Background technology
Hydrotreatment meeting to hydro carbons in the refinery removes and disposes a large amount of sulphur and nitrogen compound, like this when burning during these hydrocarbon fuel, and the SO of generation
XAnd NO
XInfluence to environment just can reduce significantly, and concerning each human consumer, then demand does not help expensive exhaust gas treatment device.The ever-increasing demand of clean diesel fuel has also not only been caused the raising of technology severity, so that sulphur and nitrogen content are very low in the fuel, also increased simultaneously the ability that the raw material that is difficult to transform (than high end point, cracking stock) is carried out hydrotreatment.As everyone knows, the increase of technology severity particularly the raising of temperature of reaction caused the enrichment of colored component in desulfurization product do not expected.

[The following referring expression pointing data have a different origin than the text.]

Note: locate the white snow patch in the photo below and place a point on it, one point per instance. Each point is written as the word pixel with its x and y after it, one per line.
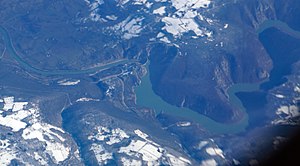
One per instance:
pixel 68 83
pixel 202 144
pixel 101 154
pixel 130 162
pixel 129 28
pixel 215 152
pixel 280 96
pixel 209 162
pixel 160 11
pixel 84 99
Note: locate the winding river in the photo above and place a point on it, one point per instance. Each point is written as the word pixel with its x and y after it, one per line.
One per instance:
pixel 147 97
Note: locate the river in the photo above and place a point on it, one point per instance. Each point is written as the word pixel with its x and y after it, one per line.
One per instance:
pixel 147 97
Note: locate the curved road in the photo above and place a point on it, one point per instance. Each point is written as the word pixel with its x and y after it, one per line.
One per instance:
pixel 11 50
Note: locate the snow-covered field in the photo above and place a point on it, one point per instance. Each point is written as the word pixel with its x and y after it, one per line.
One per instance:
pixel 24 120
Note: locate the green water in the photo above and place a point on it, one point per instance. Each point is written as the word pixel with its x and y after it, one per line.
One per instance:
pixel 146 96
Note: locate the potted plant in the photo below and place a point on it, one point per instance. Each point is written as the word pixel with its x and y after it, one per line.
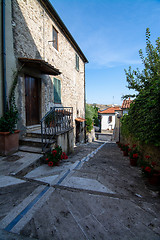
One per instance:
pixel 54 156
pixel 133 155
pixel 9 136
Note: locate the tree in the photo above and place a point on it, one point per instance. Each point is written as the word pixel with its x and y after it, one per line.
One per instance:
pixel 91 116
pixel 143 120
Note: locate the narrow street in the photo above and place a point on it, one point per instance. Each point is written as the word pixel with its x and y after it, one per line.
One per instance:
pixel 95 194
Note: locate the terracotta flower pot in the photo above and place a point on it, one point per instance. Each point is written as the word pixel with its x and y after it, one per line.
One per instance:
pixel 133 161
pixel 9 142
pixel 155 179
pixel 125 153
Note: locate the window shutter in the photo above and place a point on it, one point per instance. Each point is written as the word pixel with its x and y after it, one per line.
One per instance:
pixel 77 62
pixel 57 91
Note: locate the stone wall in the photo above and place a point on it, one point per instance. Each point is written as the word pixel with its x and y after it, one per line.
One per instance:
pixel 32 34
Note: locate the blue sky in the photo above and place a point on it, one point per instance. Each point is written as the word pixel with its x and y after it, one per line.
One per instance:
pixel 110 33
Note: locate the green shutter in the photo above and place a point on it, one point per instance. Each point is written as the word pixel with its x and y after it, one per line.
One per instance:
pixel 57 91
pixel 77 62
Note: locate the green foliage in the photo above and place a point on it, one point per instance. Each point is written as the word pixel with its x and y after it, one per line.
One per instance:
pixel 91 117
pixel 143 119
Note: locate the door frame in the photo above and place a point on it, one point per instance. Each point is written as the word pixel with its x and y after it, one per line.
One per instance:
pixel 39 96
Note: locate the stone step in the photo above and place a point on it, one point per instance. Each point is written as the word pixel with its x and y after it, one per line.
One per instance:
pixel 34 128
pixel 30 149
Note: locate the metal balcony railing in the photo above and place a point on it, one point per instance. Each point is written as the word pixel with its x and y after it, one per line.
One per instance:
pixel 57 120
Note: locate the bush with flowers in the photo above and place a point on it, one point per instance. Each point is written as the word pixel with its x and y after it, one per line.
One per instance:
pixel 55 156
pixel 148 168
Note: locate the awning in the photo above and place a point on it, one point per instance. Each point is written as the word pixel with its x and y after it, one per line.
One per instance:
pixel 80 119
pixel 41 65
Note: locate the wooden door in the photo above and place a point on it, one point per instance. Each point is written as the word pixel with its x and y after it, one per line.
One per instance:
pixel 32 99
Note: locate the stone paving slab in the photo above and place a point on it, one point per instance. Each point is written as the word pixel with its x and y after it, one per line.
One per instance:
pixel 12 195
pixel 24 160
pixel 79 215
pixel 82 207
pixel 8 181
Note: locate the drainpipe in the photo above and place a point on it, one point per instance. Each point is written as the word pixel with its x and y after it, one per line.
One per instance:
pixel 4 82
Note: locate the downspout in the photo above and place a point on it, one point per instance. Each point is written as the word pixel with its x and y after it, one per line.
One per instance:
pixel 85 139
pixel 4 82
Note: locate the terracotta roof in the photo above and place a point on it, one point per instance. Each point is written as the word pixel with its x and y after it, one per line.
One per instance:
pixel 110 110
pixel 126 103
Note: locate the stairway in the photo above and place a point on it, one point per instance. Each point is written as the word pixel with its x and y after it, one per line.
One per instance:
pixel 32 141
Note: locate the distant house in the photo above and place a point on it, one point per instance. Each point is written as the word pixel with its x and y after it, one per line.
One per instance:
pixel 49 63
pixel 108 118
pixel 125 106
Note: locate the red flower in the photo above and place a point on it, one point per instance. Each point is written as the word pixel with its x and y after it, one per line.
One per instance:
pixel 153 163
pixel 50 164
pixel 148 169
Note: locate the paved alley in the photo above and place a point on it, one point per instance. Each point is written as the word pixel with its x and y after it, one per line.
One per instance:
pixel 96 194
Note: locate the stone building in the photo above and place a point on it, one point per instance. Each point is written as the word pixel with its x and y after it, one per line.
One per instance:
pixel 108 118
pixel 49 63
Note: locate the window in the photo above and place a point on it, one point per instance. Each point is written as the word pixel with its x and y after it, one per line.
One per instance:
pixel 109 119
pixel 55 38
pixel 57 91
pixel 77 62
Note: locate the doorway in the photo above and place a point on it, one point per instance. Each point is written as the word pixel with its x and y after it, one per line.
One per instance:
pixel 32 100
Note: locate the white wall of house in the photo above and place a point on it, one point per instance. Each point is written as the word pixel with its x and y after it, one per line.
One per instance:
pixel 105 121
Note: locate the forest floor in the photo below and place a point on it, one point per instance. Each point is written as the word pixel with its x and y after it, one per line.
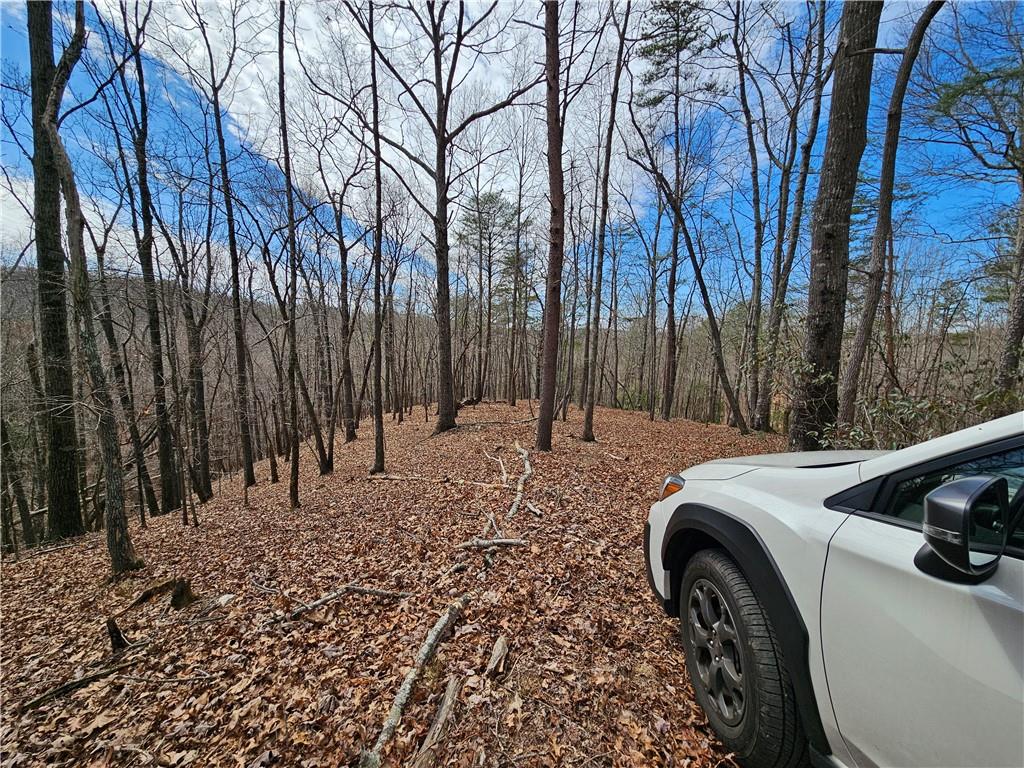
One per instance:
pixel 594 673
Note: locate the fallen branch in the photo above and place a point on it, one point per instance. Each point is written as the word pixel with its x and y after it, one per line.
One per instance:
pixel 427 755
pixel 372 759
pixel 467 425
pixel 195 679
pixel 526 473
pixel 346 590
pixel 494 525
pixel 439 480
pixel 488 543
pixel 73 685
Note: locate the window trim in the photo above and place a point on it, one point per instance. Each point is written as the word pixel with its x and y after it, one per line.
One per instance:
pixel 883 497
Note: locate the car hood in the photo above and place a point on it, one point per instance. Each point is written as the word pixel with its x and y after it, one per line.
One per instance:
pixel 724 469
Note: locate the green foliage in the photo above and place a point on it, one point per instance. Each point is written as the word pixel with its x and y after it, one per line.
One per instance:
pixel 674 33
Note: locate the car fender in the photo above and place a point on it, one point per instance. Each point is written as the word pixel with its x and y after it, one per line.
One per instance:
pixel 688 530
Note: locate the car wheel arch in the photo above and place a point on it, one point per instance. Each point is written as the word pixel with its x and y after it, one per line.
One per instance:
pixel 693 527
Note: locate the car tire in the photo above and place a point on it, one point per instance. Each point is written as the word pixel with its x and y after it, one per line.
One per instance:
pixel 735 665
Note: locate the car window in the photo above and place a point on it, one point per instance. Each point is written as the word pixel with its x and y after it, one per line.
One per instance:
pixel 907 500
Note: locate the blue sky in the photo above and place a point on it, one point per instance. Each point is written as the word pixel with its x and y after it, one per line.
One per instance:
pixel 954 209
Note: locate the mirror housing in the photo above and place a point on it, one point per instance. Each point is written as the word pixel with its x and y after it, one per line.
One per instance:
pixel 951 513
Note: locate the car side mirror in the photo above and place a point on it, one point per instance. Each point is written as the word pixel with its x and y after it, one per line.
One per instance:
pixel 965 528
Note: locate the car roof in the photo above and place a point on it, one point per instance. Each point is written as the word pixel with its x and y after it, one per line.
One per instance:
pixel 992 431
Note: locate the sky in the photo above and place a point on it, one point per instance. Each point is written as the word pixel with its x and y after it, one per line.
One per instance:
pixel 946 206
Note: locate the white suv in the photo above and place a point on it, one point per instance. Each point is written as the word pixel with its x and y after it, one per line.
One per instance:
pixel 853 608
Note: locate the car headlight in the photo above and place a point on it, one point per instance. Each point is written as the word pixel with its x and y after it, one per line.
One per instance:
pixel 671 484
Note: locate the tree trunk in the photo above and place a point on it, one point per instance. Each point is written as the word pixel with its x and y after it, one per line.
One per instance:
pixel 12 477
pixel 588 424
pixel 170 497
pixel 816 401
pixel 293 276
pixel 883 223
pixel 556 229
pixel 378 467
pixel 64 508
pixel 118 540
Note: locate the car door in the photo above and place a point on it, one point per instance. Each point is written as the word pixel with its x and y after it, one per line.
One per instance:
pixel 925 672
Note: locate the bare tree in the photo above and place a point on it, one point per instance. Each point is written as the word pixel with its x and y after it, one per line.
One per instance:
pixel 621 29
pixel 883 223
pixel 119 543
pixel 816 400
pixel 64 513
pixel 448 40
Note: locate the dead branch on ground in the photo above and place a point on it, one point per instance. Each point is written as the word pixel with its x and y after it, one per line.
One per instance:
pixel 372 759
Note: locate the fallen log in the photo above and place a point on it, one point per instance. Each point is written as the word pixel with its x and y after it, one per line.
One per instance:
pixel 427 755
pixel 372 759
pixel 148 593
pixel 488 543
pixel 73 685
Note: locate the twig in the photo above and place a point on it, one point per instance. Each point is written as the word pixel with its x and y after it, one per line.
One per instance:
pixel 264 589
pixel 494 524
pixel 347 589
pixel 440 480
pixel 488 543
pixel 527 471
pixel 372 759
pixel 73 685
pixel 195 679
pixel 498 654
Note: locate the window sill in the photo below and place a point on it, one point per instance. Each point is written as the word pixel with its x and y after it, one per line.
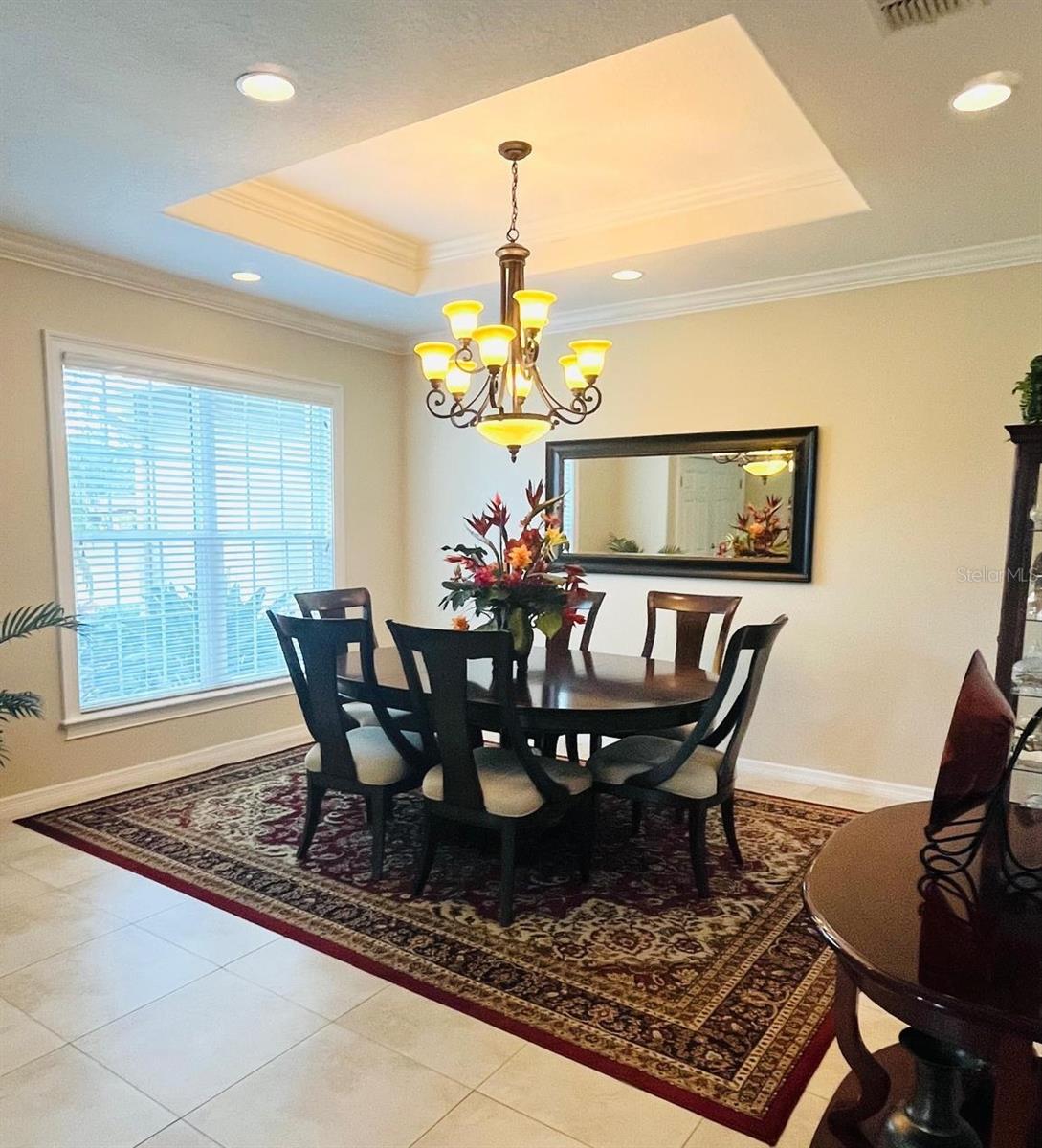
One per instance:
pixel 145 713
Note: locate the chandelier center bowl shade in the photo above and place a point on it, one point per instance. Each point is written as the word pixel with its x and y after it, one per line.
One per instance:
pixel 489 373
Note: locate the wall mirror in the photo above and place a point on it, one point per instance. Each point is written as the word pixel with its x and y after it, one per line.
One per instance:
pixel 729 504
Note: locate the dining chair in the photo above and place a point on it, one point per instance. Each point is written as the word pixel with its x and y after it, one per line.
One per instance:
pixel 697 774
pixel 507 789
pixel 373 762
pixel 588 606
pixel 337 604
pixel 694 612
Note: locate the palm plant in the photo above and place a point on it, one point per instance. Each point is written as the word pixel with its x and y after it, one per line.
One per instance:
pixel 19 624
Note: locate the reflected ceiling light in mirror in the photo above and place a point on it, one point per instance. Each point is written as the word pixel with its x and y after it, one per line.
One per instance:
pixel 765 464
pixel 986 92
pixel 507 351
pixel 265 86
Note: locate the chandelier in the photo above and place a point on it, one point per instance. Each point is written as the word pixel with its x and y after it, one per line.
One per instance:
pixel 491 395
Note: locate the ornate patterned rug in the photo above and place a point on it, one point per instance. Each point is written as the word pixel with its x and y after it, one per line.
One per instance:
pixel 721 1005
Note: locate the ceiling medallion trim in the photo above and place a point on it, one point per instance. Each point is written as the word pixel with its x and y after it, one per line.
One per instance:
pixel 21 247
pixel 299 210
pixel 695 199
pixel 959 261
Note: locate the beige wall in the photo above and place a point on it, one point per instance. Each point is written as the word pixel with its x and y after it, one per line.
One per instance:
pixel 33 299
pixel 910 385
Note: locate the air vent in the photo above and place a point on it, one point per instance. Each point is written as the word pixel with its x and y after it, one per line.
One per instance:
pixel 899 14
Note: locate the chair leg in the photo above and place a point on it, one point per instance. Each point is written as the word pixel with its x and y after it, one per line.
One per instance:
pixel 726 812
pixel 508 848
pixel 588 833
pixel 697 843
pixel 316 792
pixel 380 820
pixel 428 849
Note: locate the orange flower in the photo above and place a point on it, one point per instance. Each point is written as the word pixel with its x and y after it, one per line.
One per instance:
pixel 519 557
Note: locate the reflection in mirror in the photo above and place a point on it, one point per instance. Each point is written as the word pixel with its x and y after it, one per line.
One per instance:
pixel 700 505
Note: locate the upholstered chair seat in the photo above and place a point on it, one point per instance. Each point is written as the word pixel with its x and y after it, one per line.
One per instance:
pixel 364 715
pixel 697 778
pixel 376 762
pixel 506 789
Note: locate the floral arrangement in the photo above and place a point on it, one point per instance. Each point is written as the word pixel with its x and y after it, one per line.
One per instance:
pixel 507 579
pixel 758 533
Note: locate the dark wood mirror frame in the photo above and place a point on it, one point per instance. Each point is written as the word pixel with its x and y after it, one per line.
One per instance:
pixel 802 441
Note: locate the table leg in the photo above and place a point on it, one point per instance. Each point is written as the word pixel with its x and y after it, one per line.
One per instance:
pixel 871 1076
pixel 1017 1120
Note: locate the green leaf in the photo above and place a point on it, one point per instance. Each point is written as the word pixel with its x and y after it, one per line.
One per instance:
pixel 19 705
pixel 548 624
pixel 19 624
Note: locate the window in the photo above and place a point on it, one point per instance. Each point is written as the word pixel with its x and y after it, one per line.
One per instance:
pixel 194 505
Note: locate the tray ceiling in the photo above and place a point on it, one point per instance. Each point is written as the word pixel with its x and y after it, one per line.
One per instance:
pixel 689 139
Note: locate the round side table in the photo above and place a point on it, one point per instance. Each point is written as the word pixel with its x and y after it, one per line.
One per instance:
pixel 963 969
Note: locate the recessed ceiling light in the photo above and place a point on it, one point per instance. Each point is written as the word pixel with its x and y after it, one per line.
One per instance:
pixel 268 87
pixel 986 92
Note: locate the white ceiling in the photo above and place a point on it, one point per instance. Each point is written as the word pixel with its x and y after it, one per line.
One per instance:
pixel 115 110
pixel 421 208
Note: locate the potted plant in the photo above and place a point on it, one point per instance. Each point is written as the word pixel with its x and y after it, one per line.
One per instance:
pixel 506 579
pixel 19 624
pixel 1030 388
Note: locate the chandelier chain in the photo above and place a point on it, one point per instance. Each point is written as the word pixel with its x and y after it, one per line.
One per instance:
pixel 512 231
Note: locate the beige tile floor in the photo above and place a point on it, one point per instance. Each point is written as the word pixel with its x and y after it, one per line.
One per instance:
pixel 133 1015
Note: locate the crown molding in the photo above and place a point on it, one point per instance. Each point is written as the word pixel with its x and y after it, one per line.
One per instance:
pixel 22 247
pixel 288 207
pixel 636 211
pixel 1009 253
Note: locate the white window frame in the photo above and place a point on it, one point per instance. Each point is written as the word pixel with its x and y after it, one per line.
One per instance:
pixel 193 371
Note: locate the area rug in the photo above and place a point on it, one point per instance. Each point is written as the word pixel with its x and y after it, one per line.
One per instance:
pixel 720 1005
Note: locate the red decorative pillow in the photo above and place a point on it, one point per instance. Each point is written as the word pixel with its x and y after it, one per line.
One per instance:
pixel 977 749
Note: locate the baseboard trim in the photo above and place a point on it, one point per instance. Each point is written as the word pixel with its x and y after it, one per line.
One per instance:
pixel 117 781
pixel 148 773
pixel 824 779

For stability and the reactive behavior that keeps catalyzer, used a kind of rich hydrogen process gas (be also referred to as handle gas) the superfluous greatly 2-6 of chemical reaction requirement (generally be doubly) with respect to the hydrogen usage that is used to react.Along with cracking stock or than the increase of high end point component, chemical hydrogenation consumption and required excess quantity will increase in the raw material.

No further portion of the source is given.